Dr Shergill also said sunscreens play an important role in protecting skin from sun damage, particularly for those with lighter skin tones, adding damage to skin cannot be reversed.

Several UK cancer charities, including Melanoma Focus (MF), are calling on the government to remove VAT from SPF 30+ sunscreen and said the move will ensure it is affordable to everyone and reduce cases of melanoma skin cancer.

Susanna Daniels, chief executive of MF, said: “It’s concerning that sunscreen is becoming increasingly expensive. It’s essential that sunscreen is affordable for everyone.”

HM Treasury said it was unable to comment on the call due to rules preventing party political campaigning just ahead of the election.

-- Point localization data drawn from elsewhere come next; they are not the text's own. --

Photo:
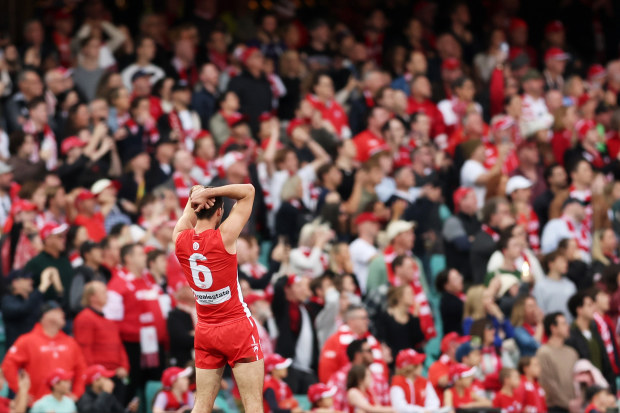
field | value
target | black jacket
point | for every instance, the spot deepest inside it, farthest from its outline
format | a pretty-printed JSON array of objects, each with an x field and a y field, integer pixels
[
  {"x": 20, "y": 315},
  {"x": 254, "y": 96},
  {"x": 287, "y": 339},
  {"x": 580, "y": 344},
  {"x": 97, "y": 403}
]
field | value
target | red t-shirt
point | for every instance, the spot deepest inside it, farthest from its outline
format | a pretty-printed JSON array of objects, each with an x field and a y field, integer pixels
[{"x": 212, "y": 274}]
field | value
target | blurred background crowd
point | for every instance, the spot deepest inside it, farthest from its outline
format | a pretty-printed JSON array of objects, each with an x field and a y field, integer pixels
[{"x": 437, "y": 213}]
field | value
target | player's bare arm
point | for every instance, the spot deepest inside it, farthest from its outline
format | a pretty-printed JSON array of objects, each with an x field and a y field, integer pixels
[
  {"x": 188, "y": 219},
  {"x": 239, "y": 215}
]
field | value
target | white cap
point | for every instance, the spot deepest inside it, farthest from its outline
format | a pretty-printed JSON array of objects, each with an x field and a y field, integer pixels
[
  {"x": 517, "y": 182},
  {"x": 398, "y": 227}
]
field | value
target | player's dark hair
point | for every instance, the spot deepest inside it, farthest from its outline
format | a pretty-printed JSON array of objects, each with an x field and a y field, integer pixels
[
  {"x": 208, "y": 213},
  {"x": 355, "y": 347}
]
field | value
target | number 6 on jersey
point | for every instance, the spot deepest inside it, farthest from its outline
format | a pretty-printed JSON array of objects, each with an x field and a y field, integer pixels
[{"x": 197, "y": 269}]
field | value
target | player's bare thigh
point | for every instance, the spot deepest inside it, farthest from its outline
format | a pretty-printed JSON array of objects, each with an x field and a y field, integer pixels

The Treasury has previously pointed out in response to such calls that high-factor sunscreen is “on the NHS prescription list for certain conditions” and is “VAT free when dispensed by a pharmacist to these patients”.

A survey conducted by MF on 2,003 people aged 16 and over in May 2023 found that 10 per cent never wear sunscreen, in part because of the cost – while 67 per cent said they would use it more if it was 20 per cent cheaper.

Since then, the cost of sunscreen has increased by about 12 per cent, according to the ONS figures, analysed by the Round Our Way charity.

Recent sales figures provide a further sign that rising prices are putting people off using sunscreen – although it’s unclear how much of that decline is due to the unseasonally chilly weather seen in recent weeks.

These show that the number of suncare products bought in British supermarkets over the 4 weeks to 9 June, 2024 decreased by 24.7 per cent compared with the same period last year, according to figures from the Kantar research agency.

It’s unclear why sunscreen has gone up quite so much although experts say a large part of it is due to ongoing supply disruptions due to the Russia-Ukraine and the pandemic, with many sunscreens consumed in the UK imported from abroad.

Roger Harding, director of Round Our Way, a group which highlights the impact of climate change, claimed the price increases have been caused by the the pandemic and war in Ukraine.

He said: “Last year drought caused by climate change meant that the Panama Canal had to be closed. Together with the pandemic and war in Ukraine this has led to a significant increase in the cost of transportation and materials. Ultimately those costs are handed over to ordinary Brits in the form of higher prices.

“The cost of suncream is just one example of how climate change is beginning to hit Brits in our pockets. We know that heat waves like this week’s can be detrimental to the health of vulnerable people but climate change has a cost of living impact too.

“The changing weather used to be just small talk but now we’re seeing climate change’s weather extremes play out in rising prices. Suncream is the latest example, but there are many others, which is why we need politicians to show leadership in tackling the cost of living and its climate causes.”

One of the key ingredients in sunscreen – zinc oxide – has seen significant price rises in recent months, with the price of zinc jumping by 20 per cent on the commodities markets in the year to May 2024, according to the Business Insider website.

Zinc oxide is unique among sunscreen ingredients in that it it effectively blocks both major forms of ultraviolet radiation, UVA and UVB.

As temperatures are expected to reach as high as 30°C in some parts of the country on Wednesday experts are urging people to be cautious as the chilly weather seen up until last week may mean they are out of practice at dealing with high temperatures.

Raquel Nunes, assistant professor in health and environment at Warwick University, says this week’s sudden increase in temperature, after the recent chilly weather, is likely to have “significant impacts because the population has not yet adapted to high temperatures”.

She added: “It’s crucial to remain vigilant as heatwaves, increasingly severe due to climate change, can catch people off guard and lead them to underestimate the dangers of extreme heat.”

A Met Office spokesperson said: “It is possible people could be caught out by the strength of the sun after a relatively cool start to June and Summer.”